First up was the Alienware M11x R3, with the “R3” indicating that this particular model is the third revision of the M11x. With such a tiny profile — it’s barely larger than a textbook when it’s closed and weighs in just under 4.5 pounds — the M11x is obviously not the most powerful machine on the planet. But in addition to its portability, it supposedly features excellent battery life on account of the Nvidia Optimus technology that’s under the hood. In an especially clever design, Nvidia Optimus automatically switches between the machine’s integrated graphics when doing less intensive work (like internet browsing) and the Nvidia graphics card once you begin gaming, which increases power efficiency.
Also present was the Alienware M17x R3, which we got our hands on at PAX East this year and enjoyed thoroughly, especially because of its wireless HD feature, allowing the machine to fling any on-screen gameplay onto an external display without the need for any cables. While previous iterations of the M17x featured SLi and crossfired cards (multiple graphics cards), the R3 is now only single graphics, but this of course allows for a thinner, lighter machine.

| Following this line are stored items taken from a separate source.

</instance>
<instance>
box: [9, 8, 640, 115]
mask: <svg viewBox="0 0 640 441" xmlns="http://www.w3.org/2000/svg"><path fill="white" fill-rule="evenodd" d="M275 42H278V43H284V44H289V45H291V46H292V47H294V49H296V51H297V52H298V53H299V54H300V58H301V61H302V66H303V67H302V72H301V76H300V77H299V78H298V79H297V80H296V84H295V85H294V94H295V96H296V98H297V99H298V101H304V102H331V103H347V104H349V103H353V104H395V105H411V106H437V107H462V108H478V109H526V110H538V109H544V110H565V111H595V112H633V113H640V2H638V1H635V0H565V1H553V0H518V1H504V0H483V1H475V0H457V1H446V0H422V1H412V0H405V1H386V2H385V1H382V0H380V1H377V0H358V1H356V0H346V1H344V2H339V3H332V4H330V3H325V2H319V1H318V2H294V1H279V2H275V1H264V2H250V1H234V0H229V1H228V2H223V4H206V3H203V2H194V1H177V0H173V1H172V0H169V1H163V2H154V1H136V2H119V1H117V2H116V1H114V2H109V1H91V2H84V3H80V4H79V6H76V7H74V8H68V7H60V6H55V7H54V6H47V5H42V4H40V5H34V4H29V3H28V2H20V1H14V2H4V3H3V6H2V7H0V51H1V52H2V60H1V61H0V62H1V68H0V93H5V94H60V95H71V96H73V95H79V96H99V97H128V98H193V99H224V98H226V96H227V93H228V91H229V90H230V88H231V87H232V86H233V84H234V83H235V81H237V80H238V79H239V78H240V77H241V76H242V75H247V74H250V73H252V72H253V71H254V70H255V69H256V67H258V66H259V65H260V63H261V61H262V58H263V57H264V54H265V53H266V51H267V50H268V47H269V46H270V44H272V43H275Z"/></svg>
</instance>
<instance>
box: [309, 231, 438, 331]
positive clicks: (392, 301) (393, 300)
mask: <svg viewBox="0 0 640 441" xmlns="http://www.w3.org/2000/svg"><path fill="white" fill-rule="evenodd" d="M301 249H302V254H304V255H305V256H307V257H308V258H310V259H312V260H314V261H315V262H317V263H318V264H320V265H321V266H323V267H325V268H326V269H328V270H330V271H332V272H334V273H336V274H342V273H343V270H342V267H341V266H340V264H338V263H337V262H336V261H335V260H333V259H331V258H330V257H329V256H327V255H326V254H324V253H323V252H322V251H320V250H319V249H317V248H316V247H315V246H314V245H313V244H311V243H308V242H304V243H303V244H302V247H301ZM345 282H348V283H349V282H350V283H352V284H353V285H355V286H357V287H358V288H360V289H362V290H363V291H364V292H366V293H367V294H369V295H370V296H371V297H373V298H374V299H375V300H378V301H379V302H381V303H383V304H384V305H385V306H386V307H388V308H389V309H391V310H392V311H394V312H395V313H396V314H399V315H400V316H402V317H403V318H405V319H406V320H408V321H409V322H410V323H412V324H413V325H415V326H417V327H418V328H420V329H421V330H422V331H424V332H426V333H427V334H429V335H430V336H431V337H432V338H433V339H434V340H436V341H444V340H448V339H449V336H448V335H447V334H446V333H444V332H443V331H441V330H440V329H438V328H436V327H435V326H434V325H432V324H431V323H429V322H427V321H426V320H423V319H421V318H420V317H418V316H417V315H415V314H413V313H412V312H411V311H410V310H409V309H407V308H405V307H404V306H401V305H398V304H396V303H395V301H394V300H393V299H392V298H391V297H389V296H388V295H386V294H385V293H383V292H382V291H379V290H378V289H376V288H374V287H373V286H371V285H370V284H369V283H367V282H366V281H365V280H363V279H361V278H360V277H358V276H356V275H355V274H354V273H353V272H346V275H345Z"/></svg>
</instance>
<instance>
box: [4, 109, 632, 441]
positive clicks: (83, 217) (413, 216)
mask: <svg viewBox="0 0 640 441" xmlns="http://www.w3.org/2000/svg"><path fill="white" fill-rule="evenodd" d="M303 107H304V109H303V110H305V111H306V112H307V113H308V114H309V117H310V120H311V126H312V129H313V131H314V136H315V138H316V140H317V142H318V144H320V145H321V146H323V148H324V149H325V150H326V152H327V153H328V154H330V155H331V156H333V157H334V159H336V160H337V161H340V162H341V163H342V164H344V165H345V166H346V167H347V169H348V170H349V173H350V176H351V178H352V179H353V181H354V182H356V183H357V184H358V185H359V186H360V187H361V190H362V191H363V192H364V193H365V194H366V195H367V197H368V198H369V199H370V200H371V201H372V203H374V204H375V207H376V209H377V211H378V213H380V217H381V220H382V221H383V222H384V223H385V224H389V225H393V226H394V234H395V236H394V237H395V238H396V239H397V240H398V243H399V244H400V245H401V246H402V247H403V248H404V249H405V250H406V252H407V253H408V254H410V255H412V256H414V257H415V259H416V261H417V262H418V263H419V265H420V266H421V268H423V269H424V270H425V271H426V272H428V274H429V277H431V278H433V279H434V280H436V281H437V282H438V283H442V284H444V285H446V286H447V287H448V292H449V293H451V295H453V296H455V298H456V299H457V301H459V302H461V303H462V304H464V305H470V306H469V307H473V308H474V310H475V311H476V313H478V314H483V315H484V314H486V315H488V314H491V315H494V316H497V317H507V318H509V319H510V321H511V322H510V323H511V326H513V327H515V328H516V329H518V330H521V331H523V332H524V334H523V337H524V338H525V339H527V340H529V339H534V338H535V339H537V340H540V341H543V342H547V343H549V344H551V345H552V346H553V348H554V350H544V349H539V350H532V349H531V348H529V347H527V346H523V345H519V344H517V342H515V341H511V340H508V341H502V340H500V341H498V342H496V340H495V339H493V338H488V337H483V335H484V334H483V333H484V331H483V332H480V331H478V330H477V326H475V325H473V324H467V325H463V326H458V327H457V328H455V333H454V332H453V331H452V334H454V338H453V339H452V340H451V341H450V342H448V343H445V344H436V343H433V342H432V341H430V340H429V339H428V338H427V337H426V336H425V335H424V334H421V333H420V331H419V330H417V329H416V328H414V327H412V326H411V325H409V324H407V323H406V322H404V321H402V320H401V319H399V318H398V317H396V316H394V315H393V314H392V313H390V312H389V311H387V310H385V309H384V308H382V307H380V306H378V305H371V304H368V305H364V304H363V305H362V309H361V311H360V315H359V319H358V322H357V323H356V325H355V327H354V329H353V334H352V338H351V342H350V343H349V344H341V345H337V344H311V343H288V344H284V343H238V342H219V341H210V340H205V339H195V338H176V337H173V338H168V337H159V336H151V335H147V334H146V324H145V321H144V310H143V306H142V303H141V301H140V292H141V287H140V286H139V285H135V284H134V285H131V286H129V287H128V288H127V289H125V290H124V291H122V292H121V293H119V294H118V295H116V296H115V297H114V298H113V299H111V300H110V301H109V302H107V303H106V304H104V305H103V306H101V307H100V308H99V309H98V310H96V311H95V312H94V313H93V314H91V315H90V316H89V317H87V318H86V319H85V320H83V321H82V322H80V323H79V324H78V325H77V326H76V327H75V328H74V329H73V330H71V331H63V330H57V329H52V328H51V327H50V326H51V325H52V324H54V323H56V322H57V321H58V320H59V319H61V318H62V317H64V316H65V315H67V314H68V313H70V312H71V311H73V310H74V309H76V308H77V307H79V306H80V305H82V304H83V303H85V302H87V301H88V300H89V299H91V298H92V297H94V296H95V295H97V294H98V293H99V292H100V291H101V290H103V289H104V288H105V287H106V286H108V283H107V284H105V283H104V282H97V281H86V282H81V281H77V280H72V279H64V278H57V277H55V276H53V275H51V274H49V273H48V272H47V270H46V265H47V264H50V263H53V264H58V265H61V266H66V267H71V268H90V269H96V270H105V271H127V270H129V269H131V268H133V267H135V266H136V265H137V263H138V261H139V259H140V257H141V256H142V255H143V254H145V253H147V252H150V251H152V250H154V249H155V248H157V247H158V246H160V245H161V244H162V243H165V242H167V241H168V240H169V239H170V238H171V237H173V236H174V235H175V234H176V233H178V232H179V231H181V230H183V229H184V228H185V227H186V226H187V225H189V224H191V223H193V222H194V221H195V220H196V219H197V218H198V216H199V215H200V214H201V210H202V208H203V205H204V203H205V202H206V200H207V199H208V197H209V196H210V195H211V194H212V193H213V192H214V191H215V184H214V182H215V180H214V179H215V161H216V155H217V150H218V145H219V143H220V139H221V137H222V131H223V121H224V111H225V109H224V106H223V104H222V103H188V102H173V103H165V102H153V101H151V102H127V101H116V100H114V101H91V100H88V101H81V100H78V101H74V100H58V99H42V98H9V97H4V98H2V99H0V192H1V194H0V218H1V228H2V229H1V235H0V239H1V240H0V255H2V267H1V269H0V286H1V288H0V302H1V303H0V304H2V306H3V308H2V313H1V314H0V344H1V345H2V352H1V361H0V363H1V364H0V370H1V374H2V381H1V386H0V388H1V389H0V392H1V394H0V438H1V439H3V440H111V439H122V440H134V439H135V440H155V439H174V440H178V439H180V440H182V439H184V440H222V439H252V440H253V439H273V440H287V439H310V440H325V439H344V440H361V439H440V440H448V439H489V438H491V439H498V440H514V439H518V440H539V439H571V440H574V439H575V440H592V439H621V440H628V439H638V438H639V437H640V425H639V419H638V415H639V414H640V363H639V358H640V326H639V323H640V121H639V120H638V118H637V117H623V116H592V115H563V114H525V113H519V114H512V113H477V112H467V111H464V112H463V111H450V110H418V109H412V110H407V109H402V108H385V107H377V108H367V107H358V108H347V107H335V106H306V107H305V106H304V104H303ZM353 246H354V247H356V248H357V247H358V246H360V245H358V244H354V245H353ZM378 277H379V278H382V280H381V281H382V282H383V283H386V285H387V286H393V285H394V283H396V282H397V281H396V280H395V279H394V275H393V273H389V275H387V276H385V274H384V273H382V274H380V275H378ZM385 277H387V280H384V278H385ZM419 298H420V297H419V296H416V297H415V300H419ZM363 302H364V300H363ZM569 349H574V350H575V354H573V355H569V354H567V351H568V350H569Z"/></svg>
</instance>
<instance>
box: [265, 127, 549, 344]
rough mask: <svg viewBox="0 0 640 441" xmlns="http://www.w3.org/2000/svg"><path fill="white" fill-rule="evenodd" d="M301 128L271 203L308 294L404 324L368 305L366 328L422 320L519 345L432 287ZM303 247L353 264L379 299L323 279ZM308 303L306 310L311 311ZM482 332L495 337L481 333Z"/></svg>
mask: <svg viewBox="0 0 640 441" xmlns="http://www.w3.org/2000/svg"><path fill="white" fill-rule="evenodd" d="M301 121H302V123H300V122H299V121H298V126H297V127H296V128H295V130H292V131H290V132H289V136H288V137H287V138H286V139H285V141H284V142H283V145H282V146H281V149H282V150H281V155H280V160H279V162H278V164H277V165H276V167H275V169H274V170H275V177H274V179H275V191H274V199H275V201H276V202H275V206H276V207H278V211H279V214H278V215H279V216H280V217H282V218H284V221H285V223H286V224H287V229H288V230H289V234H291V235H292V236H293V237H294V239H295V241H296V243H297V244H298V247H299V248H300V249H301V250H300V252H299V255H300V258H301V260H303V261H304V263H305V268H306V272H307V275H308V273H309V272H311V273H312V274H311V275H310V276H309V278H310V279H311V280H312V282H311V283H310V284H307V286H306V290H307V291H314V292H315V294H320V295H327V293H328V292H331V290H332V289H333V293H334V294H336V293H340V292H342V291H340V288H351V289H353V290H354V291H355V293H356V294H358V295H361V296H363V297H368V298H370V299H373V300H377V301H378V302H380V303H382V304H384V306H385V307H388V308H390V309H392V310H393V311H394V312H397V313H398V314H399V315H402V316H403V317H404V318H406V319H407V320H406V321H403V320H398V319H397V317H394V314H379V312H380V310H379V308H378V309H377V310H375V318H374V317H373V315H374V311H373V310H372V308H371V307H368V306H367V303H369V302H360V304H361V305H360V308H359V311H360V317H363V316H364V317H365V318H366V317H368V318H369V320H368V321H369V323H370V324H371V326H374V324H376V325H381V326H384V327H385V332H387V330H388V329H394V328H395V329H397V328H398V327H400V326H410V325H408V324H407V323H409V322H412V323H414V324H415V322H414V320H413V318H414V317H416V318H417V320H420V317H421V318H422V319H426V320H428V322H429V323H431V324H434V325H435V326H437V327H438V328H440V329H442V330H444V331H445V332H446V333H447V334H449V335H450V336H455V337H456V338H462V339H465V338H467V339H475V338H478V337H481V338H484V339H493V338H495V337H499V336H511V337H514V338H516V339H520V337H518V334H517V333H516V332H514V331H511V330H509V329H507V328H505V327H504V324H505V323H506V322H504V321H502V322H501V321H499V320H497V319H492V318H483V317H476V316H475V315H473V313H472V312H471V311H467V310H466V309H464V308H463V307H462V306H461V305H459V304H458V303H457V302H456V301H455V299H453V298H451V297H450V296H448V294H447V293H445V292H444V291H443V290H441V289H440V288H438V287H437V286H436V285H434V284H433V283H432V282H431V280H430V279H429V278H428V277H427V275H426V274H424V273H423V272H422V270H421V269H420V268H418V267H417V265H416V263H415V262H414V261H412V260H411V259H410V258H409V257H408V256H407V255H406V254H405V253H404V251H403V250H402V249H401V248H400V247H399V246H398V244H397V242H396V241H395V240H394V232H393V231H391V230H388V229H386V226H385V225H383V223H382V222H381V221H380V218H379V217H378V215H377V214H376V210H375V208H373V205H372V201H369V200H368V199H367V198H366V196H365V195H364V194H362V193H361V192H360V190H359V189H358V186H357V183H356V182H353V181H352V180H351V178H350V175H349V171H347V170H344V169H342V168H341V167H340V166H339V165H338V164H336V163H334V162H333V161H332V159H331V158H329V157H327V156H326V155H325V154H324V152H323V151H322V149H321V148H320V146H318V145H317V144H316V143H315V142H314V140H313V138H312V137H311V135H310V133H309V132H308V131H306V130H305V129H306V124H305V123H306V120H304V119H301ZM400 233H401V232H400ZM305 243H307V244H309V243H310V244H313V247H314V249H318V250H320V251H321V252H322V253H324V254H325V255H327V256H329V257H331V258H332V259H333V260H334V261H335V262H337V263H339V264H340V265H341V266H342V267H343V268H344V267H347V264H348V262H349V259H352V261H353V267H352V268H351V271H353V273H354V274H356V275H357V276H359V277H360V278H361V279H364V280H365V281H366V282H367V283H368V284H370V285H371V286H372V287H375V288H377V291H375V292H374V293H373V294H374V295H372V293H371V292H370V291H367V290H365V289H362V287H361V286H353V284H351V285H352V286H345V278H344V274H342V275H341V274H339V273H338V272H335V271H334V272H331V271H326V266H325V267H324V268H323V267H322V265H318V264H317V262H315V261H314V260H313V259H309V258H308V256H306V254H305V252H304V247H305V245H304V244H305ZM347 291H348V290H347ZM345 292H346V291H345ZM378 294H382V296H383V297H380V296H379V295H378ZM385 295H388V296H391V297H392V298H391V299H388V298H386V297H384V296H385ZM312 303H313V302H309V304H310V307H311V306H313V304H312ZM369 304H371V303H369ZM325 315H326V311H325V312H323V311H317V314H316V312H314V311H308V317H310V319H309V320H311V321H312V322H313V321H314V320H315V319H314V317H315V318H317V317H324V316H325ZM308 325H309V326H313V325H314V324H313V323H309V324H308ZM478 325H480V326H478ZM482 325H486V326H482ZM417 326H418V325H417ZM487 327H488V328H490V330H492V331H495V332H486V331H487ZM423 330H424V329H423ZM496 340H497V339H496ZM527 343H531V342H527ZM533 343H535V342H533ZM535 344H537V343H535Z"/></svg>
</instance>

It wasn’t all repeat performances, however, as two brand-new models made appearances: the Alienware M14x and the Alienware M18x, which are, as their names indicate, 14-inch and 18-inch models, respectively. Alienware’s M15x model is now discontinued, and in its stead, the company has introduced the M14x and the M18x. The M14x sports a much slimmer profile than its predecessor, while also packing a meaner punch in terms of specs, since it’s a more current model: powered by the second generation Core i7 processor, it sports 1600 MHz DDR3 memory and 3 GB Nvidia GeForce GT555M graphics memory. In addition the M14x, like the M11x, features the Nvidia Optimus technology and like the M17x, it also has wireless HD technology.
The M18x, meanwhile, is anything but compact. A straight-up beast of a machine that embraces its choice to eschew portability for more powerful specs, it has a roomy, 18.4-inch screen and, in a first for Alienware notebooks, 10 programmable macro buttons on the included keyboard. Aside from thermal flow and the ability to overclock, the M18x also packs Extreme Edition Intel Core i7 processors, up to 32 GB of high performance memory, and dual graphics and HDD options.
Despite the fact that its notebook lineup continues to grow and evolve, it seems that not too much has changed for Alienware. It remains at the top of its game, fine tuning and tweaking its machines, while the wide range of sizes proved that Watkins was right in saying that Alienware is looking to suit the needs of any gamer.